Getwell Fergie, the greatest manager
In the fickle modern game, which treats managers as disposable tissues, Ferguson was immovable
That kind of accident can happen. We wish him well and to recover very quickly. He is a strong man and an optimistic man.
ARSENE WENGER, Arsenal manager
All the Manchester City fans in the stadium, you cannot find one person who does not wish the best for an amazing person.
PEP GUARDIOLA, Man City manager
When I heard the news yesterday I really couldn’t believe this could happen. He is absolutely the boss.
JURGEN KLOPP, Liverpool manager
I have had the chance to know him and his wife. I understand that this is a special person. Not a normal person.
ANTONIO CONTE, Chelsea manager
Now is the time to pray and hope he can make a full recovery. He has been the biggest influence in my career.
RYAN GIGGS, Ex-Man United player
LONDON: If the football world has been left so shocked by the news of the serious illness to Alex Ferguson, it is partly because the patriarch of Manchester United has always cut such a seemingly robust, indestructible figure, an unbeatable giant of the game.
The 76-year-old had emergency surgery for a brain haemorrhage on Saturday yet it was only less than a week earlier that he had been on the pitch at Old Trafford, looking in fine form and fettle while making a presentation to Arsene Wenger.

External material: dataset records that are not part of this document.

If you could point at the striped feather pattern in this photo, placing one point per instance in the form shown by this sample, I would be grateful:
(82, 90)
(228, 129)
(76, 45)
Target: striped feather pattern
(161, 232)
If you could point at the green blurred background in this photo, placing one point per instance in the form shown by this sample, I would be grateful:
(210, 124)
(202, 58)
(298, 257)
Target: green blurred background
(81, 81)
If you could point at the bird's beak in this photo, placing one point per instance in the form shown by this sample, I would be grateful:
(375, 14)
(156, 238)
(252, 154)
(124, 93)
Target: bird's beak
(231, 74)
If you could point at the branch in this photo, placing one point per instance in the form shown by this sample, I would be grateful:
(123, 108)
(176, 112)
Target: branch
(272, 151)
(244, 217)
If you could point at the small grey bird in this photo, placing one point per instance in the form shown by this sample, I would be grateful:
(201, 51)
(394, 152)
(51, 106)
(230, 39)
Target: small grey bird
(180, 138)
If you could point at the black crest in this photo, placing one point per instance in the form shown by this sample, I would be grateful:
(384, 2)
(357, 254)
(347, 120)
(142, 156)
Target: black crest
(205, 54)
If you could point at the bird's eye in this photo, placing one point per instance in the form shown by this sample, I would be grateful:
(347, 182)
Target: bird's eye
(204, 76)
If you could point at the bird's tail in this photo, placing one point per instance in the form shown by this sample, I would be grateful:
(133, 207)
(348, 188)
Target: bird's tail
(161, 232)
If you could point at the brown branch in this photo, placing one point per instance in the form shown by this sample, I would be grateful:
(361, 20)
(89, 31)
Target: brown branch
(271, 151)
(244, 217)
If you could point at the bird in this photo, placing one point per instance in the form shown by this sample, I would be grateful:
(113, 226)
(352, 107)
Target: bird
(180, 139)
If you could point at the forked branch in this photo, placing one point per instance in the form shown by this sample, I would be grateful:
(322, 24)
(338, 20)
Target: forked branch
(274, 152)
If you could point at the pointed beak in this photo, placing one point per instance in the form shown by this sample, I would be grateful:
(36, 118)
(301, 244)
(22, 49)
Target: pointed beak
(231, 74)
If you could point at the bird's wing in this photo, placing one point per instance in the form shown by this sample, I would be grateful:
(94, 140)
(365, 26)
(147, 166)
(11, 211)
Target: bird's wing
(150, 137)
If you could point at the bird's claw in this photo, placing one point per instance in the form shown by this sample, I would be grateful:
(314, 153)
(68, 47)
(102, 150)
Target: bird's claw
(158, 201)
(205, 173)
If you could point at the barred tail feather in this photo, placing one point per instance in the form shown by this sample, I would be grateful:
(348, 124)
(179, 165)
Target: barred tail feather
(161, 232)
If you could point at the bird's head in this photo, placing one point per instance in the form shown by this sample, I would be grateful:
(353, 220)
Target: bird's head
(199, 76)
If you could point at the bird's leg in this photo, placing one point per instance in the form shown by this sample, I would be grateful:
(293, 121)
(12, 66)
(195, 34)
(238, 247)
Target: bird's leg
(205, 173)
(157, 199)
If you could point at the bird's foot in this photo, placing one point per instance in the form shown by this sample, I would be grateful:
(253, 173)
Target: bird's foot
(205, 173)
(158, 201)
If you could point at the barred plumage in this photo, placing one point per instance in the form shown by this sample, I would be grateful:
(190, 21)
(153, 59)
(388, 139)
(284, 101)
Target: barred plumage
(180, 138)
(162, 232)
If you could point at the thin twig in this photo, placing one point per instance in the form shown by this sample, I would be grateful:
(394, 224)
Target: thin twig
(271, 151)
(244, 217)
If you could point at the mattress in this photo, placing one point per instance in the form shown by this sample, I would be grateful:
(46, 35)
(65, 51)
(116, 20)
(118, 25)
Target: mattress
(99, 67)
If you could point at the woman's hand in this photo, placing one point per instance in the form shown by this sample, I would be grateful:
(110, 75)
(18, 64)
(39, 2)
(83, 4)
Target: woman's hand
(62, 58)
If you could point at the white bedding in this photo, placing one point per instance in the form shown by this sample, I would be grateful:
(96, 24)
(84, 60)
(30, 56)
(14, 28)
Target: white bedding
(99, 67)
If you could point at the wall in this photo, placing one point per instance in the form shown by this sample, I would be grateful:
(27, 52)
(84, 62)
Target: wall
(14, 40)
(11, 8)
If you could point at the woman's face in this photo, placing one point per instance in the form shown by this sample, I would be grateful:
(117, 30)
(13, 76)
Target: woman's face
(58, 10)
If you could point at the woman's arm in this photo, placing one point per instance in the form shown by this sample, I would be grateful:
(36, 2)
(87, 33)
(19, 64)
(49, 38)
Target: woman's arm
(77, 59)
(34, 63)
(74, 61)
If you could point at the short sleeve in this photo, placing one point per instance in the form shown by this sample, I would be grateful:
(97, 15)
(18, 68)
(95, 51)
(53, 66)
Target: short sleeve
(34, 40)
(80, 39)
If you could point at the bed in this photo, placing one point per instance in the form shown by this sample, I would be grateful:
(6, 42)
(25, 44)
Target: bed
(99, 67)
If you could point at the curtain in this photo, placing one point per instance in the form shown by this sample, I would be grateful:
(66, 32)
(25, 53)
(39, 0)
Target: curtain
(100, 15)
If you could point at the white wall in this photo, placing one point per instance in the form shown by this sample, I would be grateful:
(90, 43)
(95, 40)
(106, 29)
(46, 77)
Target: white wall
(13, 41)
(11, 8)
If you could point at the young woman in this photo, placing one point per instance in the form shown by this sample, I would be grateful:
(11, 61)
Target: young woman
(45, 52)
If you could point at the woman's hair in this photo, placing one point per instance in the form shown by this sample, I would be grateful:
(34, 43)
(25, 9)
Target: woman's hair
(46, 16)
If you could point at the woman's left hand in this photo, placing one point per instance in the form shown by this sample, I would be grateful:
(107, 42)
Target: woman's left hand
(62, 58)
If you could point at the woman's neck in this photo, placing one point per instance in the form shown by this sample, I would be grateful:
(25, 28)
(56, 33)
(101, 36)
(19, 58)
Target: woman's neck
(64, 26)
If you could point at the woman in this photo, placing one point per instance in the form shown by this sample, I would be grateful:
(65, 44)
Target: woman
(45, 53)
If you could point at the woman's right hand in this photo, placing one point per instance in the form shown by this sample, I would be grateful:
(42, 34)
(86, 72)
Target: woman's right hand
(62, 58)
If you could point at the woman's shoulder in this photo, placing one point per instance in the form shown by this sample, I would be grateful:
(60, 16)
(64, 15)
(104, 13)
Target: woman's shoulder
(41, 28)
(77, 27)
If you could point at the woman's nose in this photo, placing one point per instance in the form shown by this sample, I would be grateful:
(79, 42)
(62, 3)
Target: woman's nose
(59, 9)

As he joshed with his old deadly Arsenal rival, it was a reminder how much the game has missed Ferguson since his retirement in 2013 and made one reflect once more about his towering, perhaps unprecedented influence in the modern game.
Indeed, whenever there is an argument among fans about who is the biggest sports personality of them all, Ferguson has always been right at the heart of the debate, a champion whose greatness was reflected in the clubs he managed.
A Scotsman who became the most successful manager ever in England, you could even make a convincing case for him being the world’s best down the years, so continually successful was he over such a long period.
In the fickle modern game, which treats managers as disposable tissues, Ferguson was immovable for more than quarter of a century, re-establishing and then constantly re-inventing United’s dazzle as the world’s most celebrated club.
His triumph was not just that he kept the United bandwagon rolling on unstoppably with different liveries but that he imbued each new red model with the same qualities of flair, panache and never-say-die commitment.
‘Fergie’ time — and not just those dying minutes when his teams always seemed to come alive — was never dull. Neither were his pronouncements. “Football — bloody hell...” still stands as the perfect encapsulation of the game’s allure.
Where are today’s great manager-cum-dictators? Long gone. He was the last. What he said went. Cross him and you were history and when his explosive temper took over, his ideas left a lasting impression on his players.
BIGGER THAN CLUB?
No player at United was ever bigger than the club and none was ever bigger than ‘Fergie’. Not Eric Cantona, not Roy Keane, not even David Beckham.
Yet there were times when Ferguson gave a good impression of towering over the institution of United itself, so indispensable did he make himself at Old Trafford as the inheritor of the great Matt Busby’s mantle.
Ferguson can claim to have done it all, from winning in Europe with an unfashionable smaller club, lifting league titles in two different countries, collecting European silverware with two clubs and annexing trophies in four successive decades.
Oh yes, and winning a unique treble of Premier League, FA Cup and Champions League titles in 1999, the year in which he was also knighted.
It’s why the football world is rallying around him, wishing for much more Fergie time with the full recovery of one of the sport’s most monumental characters.